Powiedział to Jacek Rostowski na spotkaniu ministrów finansów UE, a gratulacje należą się za: primo - błyskotliwą formę, secundo - treść całkowicie zgodną z prawdą. Gratulacje tym większe, że na naszej scenie politycznej błyskotliwości, a przede wszystkim prawdomówności ze świecą szukać.

Komisja Europejska oczywiście z postawy Polaków zadowolona nie jest – najgłośniej mówią o tym Francuzi. Na walkę z globalnym ociepleniem potrzeba aż 100 miliardów euro, unia chce dać z tego 15. Znaczną część tej kwoty zdaniem Francji powinny dać te kraje, która emitują najwięcej gazów cieplarnianych. Czyli jednym słowem: Polska. Nasz minister, ten absurdalny pomysł krytykując, co prawda ma rację, ale nie znaczy to, że unia nas do wyłożenia pieniędzy nie zmusi. W końcu polityka ekologiczna państw członkowskich nie leży już w zasadzie w ich kompetencjach, a jest kwestią arbitralnej decyzji despotycznych komisarzy.

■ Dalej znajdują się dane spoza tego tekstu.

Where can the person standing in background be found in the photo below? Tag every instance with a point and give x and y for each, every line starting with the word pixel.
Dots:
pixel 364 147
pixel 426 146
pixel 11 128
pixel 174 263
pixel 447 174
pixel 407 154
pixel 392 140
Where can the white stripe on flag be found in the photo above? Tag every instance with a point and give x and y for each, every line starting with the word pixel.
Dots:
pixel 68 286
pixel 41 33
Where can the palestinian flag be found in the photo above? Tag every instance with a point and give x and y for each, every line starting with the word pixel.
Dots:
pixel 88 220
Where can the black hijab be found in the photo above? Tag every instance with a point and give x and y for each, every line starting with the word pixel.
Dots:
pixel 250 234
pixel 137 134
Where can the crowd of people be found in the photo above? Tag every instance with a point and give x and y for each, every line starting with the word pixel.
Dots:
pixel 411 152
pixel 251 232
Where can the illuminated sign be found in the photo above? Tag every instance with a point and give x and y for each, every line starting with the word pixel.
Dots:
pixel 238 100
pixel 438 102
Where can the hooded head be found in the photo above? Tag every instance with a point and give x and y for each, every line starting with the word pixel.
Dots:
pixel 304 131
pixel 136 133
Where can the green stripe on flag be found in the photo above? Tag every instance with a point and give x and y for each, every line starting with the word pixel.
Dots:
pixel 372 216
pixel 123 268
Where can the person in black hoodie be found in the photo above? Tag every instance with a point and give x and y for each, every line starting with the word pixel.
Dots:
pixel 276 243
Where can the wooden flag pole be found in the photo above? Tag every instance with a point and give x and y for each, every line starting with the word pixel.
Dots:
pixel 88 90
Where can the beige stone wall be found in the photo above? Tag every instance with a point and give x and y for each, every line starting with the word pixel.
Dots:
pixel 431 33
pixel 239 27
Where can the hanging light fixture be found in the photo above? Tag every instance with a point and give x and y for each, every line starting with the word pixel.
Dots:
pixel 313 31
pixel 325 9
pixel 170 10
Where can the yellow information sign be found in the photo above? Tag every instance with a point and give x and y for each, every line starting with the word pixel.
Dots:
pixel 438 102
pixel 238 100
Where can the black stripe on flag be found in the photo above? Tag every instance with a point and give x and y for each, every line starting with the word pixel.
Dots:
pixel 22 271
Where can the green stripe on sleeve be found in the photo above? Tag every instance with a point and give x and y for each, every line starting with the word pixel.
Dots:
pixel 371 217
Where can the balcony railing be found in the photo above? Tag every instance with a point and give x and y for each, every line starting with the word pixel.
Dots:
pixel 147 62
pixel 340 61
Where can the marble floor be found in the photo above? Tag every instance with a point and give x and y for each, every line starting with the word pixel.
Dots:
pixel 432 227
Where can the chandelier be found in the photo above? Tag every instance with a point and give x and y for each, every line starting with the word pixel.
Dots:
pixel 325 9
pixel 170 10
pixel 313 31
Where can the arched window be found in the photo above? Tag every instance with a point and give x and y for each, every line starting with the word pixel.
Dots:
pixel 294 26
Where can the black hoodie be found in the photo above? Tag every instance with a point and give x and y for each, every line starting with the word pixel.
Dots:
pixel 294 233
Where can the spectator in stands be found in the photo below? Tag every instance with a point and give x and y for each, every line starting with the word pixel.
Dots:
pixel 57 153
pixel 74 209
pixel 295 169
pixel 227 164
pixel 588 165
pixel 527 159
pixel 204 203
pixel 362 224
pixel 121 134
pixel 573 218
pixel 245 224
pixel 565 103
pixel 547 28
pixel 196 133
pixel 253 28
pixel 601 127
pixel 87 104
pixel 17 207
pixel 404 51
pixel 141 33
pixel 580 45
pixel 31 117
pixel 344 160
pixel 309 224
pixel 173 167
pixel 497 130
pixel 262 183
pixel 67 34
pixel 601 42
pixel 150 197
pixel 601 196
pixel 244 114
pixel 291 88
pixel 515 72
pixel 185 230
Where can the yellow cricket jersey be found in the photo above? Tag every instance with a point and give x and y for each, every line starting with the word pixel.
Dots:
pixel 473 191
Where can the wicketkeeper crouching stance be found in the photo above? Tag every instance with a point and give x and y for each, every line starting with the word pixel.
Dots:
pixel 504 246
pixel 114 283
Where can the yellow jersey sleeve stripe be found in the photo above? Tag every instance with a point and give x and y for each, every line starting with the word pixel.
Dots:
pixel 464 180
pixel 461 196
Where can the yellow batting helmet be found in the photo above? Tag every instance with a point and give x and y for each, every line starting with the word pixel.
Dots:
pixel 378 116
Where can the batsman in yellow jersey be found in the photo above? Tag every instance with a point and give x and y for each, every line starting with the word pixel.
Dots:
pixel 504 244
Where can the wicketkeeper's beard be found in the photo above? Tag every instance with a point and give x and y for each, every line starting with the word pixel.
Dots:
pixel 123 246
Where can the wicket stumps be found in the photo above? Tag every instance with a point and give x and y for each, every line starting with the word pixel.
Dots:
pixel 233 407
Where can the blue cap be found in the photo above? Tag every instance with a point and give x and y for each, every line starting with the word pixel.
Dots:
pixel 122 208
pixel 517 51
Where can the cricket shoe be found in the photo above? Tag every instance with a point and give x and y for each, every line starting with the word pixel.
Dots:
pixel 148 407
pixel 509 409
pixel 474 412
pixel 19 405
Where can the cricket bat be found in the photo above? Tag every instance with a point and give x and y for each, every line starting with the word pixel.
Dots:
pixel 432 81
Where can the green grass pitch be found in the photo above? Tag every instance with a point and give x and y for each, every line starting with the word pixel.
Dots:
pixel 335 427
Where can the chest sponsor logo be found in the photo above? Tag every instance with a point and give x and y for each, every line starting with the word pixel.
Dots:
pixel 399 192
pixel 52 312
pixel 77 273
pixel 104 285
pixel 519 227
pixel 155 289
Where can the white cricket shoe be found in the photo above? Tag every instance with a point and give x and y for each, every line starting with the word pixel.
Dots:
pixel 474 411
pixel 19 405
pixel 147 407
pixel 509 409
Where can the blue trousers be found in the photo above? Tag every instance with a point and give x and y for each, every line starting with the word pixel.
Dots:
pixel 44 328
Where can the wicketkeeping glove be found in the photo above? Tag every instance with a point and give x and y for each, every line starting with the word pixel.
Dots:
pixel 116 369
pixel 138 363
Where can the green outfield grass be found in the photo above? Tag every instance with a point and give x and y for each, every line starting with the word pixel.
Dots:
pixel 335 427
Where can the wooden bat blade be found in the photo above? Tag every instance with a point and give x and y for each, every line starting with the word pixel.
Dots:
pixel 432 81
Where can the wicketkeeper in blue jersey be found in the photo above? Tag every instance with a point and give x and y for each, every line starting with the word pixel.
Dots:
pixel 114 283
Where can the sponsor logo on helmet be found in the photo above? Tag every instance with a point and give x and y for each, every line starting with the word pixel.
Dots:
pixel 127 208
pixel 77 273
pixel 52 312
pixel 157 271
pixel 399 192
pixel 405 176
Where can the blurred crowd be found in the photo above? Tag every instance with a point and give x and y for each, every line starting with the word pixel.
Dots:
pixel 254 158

Warto pamiętać, że Polska w imię walki z globalnym ociepleniem będzie musiała wydać tak, czy owak miliardy złotych. Według prof. Krzysztofa Żmijewskiego za same koncesje na emisję CO2 nasz przemysł elektryczno-energetyczny będzie musiał w latach 2013-2020 wydawać do 3 miliardów euro rocznie, na ekologiczne inwestycje w ciepłownictwie i energetyce polskie firmy wydadzą prawie 200 miliardów euro rocznie. W wyniku tego wszystkiego ceny energii wzrosną prawie o sto procent. Wyobraźcie sobie Państwo, że według KE to będzie za mało! I w walce z globalnym ociepleniem będziemy musieli pomagać nie tylko sobie, ale i całemu światu!

Jeszcze a propos samego globalnego ocieplenia. To bzdura, w którą wierzą już chyba sami politycy. Wierzą, bo wtedy łatwiej im okradać nas i jednocześnie nie mieć wyrzutów sumienia. Idealiści. Niczym Don Kichot.